Top 22 Most Impactful Features (Prescription-Inclusive)
RANK | FEATURES | SHAPE VALUE | INTERPRETATION |
---|---|---|---|
1 | Primary Dressing Category | 141.1 | Antiseptic dressings strongly linked to active healing phases |
2 | Peri-Ulcer Temperature | 90.3 | Higher temps correlate with inflammation |
3 | Age | 28.8 | Older age associated with slower progression |
4 | Exudate Appearance (Bloody) | 22.5 | Bright red exudate indicates active inflammation |
5 | Wound Tunneling | 22.1 | Severe tunneling delays progression to remodeling |
🔍 Key Finding: Only 22 features were needed to achieve ~63% accuracy, statistically similar to the full 56-feature model. This minimal set enhances deployability in low-resource settings.
Prescription-Inclusive vs. Prescription-Exclusive Models
To avoid potential data leakage (e.g., dressings prescribed based on lab results), two scenarios were analyzed:
APPROACH | # FEATURES | ACCURACY | KEY FEATURES INCLUDED |
---|---|---|---|
Prescription-Inclusive | 56 | 0.65 | Dressing type, offloading method |
Prescription-Exclusive | 45 | 0.61 | Only intrinsic wound/patient traits |
Even without treatment data, the model maintained strong performance, proving its robustness.

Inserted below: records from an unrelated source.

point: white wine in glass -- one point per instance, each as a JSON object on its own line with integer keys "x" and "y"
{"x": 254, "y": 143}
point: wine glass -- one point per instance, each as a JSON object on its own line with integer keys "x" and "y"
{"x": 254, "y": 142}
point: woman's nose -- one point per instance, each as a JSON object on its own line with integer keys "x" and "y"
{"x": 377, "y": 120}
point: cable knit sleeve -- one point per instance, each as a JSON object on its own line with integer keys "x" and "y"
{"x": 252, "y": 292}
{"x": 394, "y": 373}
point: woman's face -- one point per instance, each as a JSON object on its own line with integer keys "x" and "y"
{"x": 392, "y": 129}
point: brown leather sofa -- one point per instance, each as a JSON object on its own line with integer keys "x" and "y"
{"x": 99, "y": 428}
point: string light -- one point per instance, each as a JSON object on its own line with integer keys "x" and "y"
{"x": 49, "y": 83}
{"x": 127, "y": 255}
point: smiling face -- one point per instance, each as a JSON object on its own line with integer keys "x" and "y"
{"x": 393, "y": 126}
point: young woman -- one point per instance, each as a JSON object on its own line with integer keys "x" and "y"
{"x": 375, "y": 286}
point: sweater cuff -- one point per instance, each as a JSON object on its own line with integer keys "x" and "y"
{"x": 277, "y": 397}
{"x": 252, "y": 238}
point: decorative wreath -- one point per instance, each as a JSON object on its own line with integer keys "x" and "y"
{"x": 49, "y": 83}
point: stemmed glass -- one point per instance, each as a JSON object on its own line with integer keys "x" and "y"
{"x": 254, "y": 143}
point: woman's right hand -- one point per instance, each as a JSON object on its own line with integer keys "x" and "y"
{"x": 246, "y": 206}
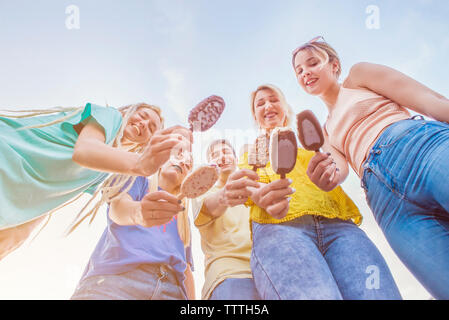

What the Data Reveals: Healing Phase-Specific Clinical Signatures
Using a one-vs-all binary classification, the researchers identified unique predictors for each phase.
Table: Phase-Specific Predictive Features
Inflammation (I) | Proliferative (P) | Remodeling (R) |
---|---|---|
• Bloody exudate | • Moist exudate | • Low exudate |
• Peri-ulcer erythema | • Normalized wound temp | • Age > 60 |
• Maceration | • No tunneling | • Arch deformity absence |
• High peri-ulcer temp | • Absorbent dressing | • Therapeutic footwear use |
• Severe tunneling | • Midfoot location | • Callus presence |
• Pale peri-ulcer skin | • DFU count = 1 | • Foot bone score low |
💡 Insight: The remodeling phase was classified with higher accuracy than inflammation, likely because its clinical signs (stable tissue, reduced exudate, mature granulation) are more distinct and less variable than the dynamic, fluctuating markers of inflammation.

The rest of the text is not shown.